Hago lo que mi divinidad implora y acepto lo que mis sentidos dictan.

Soy la sabiduría del río, fluyo sin detenerme, sin pensar.

Disfruto actuar sin que me importe el juicio externo y las habladurías, ya que no pertenecen a mi realidad.

Manifiesto mis más eróticos y sensuales deseos en cualquier momento, ya que reconozco la naturaleza sexual en mis genes.

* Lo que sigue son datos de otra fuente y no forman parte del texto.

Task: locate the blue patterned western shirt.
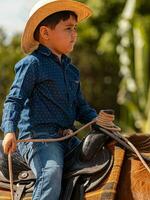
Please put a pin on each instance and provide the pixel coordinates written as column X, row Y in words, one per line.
column 45, row 95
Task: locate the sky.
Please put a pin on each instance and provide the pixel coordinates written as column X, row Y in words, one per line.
column 13, row 14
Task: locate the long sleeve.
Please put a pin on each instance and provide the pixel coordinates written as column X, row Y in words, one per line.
column 20, row 90
column 85, row 113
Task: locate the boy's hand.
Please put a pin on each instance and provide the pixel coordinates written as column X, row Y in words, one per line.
column 9, row 143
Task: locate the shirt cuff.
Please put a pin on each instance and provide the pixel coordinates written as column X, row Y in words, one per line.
column 8, row 127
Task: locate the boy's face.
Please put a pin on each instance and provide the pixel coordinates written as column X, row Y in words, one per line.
column 62, row 38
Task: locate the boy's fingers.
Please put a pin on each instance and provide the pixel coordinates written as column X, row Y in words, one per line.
column 9, row 145
column 13, row 146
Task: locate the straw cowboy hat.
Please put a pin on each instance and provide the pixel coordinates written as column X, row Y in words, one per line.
column 43, row 9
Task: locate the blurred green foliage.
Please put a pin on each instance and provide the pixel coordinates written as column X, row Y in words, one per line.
column 98, row 54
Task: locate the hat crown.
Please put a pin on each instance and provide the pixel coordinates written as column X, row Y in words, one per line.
column 42, row 3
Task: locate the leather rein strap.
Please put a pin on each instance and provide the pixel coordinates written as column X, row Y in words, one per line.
column 105, row 121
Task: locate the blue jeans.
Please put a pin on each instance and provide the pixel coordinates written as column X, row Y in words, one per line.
column 46, row 161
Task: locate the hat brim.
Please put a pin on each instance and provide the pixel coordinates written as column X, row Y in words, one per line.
column 28, row 43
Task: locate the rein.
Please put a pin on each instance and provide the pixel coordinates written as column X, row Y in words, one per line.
column 105, row 121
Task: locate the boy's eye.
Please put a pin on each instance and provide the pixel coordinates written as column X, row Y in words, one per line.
column 71, row 28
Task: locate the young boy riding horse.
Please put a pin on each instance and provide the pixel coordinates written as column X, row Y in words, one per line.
column 45, row 97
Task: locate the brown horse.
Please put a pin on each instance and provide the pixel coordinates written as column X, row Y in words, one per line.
column 134, row 182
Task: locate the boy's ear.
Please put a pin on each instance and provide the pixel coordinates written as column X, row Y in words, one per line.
column 44, row 32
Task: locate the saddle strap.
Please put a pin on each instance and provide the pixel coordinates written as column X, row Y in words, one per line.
column 19, row 192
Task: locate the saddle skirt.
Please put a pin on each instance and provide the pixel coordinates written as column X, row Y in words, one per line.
column 85, row 167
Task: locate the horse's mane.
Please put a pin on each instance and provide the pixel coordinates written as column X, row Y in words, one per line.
column 135, row 178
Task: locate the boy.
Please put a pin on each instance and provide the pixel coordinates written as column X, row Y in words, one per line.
column 45, row 97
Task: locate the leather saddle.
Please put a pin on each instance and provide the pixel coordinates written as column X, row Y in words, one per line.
column 85, row 167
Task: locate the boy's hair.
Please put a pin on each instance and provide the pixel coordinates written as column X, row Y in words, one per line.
column 53, row 19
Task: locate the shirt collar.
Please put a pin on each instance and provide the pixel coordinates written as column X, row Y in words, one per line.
column 46, row 51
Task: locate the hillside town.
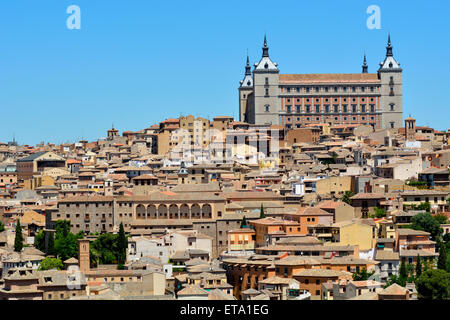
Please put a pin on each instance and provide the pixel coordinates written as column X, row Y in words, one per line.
column 319, row 191
column 226, row 210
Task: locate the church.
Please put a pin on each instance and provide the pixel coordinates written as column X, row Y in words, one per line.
column 298, row 100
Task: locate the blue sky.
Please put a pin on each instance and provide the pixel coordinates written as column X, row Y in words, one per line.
column 135, row 63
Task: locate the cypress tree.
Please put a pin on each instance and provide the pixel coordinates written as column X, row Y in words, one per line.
column 418, row 266
column 51, row 244
column 18, row 240
column 262, row 215
column 122, row 244
column 442, row 260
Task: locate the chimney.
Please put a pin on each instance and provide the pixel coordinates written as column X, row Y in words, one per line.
column 83, row 255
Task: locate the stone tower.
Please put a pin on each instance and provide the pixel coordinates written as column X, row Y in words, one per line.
column 245, row 93
column 266, row 106
column 109, row 187
column 410, row 129
column 391, row 100
column 83, row 255
column 365, row 67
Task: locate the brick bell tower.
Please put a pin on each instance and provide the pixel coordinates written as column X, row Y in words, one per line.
column 410, row 129
column 83, row 255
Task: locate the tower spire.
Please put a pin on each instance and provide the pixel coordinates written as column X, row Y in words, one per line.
column 248, row 67
column 389, row 47
column 365, row 66
column 265, row 47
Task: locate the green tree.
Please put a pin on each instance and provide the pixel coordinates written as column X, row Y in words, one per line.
column 362, row 275
column 66, row 243
column 442, row 259
column 403, row 272
column 379, row 212
column 122, row 245
column 261, row 212
column 39, row 241
column 51, row 263
column 243, row 222
column 346, row 197
column 418, row 266
column 424, row 206
column 395, row 279
column 51, row 244
column 425, row 222
column 441, row 218
column 433, row 285
column 18, row 240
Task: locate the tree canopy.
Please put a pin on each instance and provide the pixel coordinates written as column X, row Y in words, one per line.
column 66, row 243
column 426, row 222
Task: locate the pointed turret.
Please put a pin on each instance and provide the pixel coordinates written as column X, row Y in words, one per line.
column 248, row 68
column 389, row 47
column 248, row 80
column 365, row 66
column 389, row 62
column 265, row 63
column 265, row 47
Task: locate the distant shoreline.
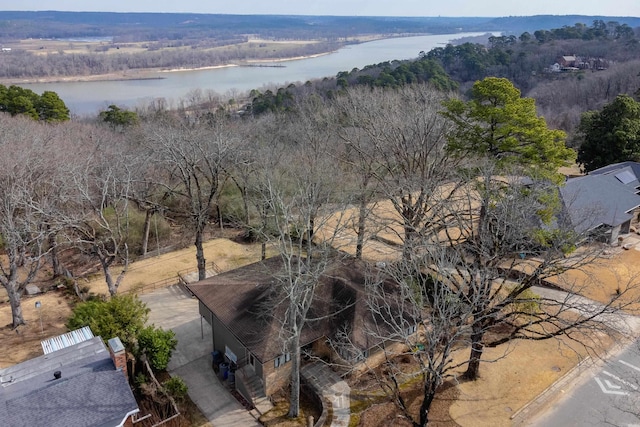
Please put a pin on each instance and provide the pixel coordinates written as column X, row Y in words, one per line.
column 149, row 73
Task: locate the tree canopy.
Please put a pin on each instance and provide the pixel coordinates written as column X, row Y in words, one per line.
column 610, row 135
column 498, row 123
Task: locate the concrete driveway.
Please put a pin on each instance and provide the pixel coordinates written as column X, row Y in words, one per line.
column 173, row 308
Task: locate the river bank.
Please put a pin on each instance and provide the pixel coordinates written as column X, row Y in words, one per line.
column 150, row 73
column 156, row 73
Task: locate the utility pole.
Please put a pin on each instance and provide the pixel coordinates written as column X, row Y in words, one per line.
column 39, row 307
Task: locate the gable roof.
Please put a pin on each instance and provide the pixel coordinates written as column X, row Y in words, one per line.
column 90, row 392
column 604, row 197
column 238, row 299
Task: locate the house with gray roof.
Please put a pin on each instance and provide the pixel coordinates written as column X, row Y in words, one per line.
column 78, row 383
column 605, row 201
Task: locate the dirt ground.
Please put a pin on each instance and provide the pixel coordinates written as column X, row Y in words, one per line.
column 143, row 276
column 505, row 385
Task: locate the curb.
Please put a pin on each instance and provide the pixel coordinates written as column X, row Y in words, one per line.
column 543, row 396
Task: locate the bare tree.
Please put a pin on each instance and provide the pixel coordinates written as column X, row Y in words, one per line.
column 193, row 157
column 298, row 191
column 99, row 222
column 26, row 179
column 397, row 140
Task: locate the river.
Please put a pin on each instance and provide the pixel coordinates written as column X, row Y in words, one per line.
column 87, row 98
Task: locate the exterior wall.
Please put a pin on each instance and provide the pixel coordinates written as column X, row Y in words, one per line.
column 275, row 378
column 222, row 337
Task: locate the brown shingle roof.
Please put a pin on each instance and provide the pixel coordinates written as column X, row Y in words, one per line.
column 240, row 297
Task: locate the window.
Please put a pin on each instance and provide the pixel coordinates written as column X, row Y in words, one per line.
column 281, row 360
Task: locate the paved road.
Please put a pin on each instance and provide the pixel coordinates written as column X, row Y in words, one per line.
column 607, row 394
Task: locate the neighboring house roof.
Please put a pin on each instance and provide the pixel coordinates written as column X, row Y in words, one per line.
column 90, row 391
column 239, row 299
column 604, row 197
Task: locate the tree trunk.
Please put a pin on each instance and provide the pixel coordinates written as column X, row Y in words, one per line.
column 429, row 395
column 145, row 232
column 111, row 285
column 294, row 398
column 476, row 352
column 202, row 266
column 14, row 295
column 362, row 217
column 55, row 261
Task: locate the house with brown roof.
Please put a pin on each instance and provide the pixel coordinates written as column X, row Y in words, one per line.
column 236, row 303
column 605, row 202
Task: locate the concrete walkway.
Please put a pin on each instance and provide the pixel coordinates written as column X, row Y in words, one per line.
column 332, row 389
column 173, row 308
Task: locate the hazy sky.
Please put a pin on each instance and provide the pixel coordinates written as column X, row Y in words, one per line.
column 344, row 7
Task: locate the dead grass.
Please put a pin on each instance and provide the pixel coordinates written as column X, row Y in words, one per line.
column 520, row 372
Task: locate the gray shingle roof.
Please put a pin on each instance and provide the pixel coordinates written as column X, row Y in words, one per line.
column 604, row 197
column 238, row 297
column 91, row 392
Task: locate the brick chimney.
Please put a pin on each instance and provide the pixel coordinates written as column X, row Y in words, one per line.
column 118, row 355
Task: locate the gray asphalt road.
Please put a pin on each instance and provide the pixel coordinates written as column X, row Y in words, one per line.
column 609, row 394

Soy el microcosmos, y me uno con cada partícula que atraigo.

Mi verdad está en las caderas anchas de esa chica que masturbé en el tocador.
En los labios gruesos del chico sueco que disfrute sin parar en aquel bar.
En los gemidos ahogados en mi garganta al momento del estrangulamiento.
En la oscuridad de la cabaña que sugiere a una orgia sin inhibiciones.
En mi cuerpo marcado por la sedienta perversión de una fantasía que se convierte en impronta.
En el elixir de vida derramado del falo de un Dios hacia mi boca.
En las sucias palabras de una oración sugestiva.
En el reflejo del espejo que presencía una de mis sublimes y deliciosas faenas.
En el sentido de unidad del calor de tres cuerpos desnudos moviéndose al compás de la danza más hermosa de todas: la de este momento, la de este ahora que nunca volverá a repetirse.

Cuando ejerzo esta verdad, la vida brota,  y abre mi percepción hasta el cosmos, hasta el comienzo,  hasta el desapego de la constante creación. Y todo brilla.